Marat M. Khusniyarov

Marat M. Khusniyarov

Friedrich-Alexander-University of Erlangen-Nuremberg, Germany

Title: Molecular Magnetic Switches


Dr. M. M. Khusniyarov graduated from Novosibirsk State University (Russia) in 2002. After he obtained his PhD from Philipp University of Marburg (Germany) in 2006, he spent 2.5 years as a postdoc at Max Planck Institute for Bioinorganic Chemistry (Germany). In 2009, supported by a prestigious Liebig fellowship, he started his independent carrier by establishing a junior research group at Friedrich-Alexander University of Erlangen-Nuremberg (Germany).
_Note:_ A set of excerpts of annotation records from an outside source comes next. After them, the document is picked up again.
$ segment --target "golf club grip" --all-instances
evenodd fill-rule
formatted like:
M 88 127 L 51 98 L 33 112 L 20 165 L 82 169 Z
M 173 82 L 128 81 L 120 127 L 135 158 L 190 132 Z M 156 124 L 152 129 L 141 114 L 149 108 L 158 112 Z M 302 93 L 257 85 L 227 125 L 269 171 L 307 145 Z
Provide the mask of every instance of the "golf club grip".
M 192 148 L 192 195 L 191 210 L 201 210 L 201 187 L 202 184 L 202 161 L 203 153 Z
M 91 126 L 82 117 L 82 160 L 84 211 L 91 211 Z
His research field includes magnetic and photomagnetic materials, molecular switches and sensors, applied spectroscopy and theoretical calculations. He is the author of 31 research publications in high rated journals and one review article.


Continuous miniaturization of devices as demanded by modern society requires construction of smaller and smaller device components approaching the limits of the conventional "top-down" approach. An alternative "bottom-up" approach flourishing in widespread nanotechnologies allows to overcome these limits. One step in miniaturization beyond the nanoscale is the development of true molecule-based devices, in which single molecules are the active components in the ultimate case. In this regard, molecular switches are the key components for prospective molecular electronics and spintronics. Our research group develops unique molecular switches – molecular coordination compounds – whose magnetic properties can be reversibly changed at room temperature. To accomplish this goal, photoisomerizable ligands were introduced into bistable molecules of two families: spin-crossover metal complexes and valence tautomeric metal complexes. The efficient and reversible photoswitching in spin-crossover species was achieved using the Ligand-Driven Light-Induced Spin Change (LD-LISC) effect and proceeds in solution and in the solid state. The switching of valence-tautomeric cobalt complexes was accomplished by two novel effects: Coordination-Induced Valence Tautomerism (CIVT) and Ligand-Driven Light-Induced Valence Tautomerism (LD-LIVT), both developed in our group. To this end, we demonstrated that magnetic properties of isolated molecules can be conveniently switched at room temperature. Modulation of magnetic properties at molecular level at ambient conditions may open new horizons in development of ultra-high-density memory units and molecular sensors.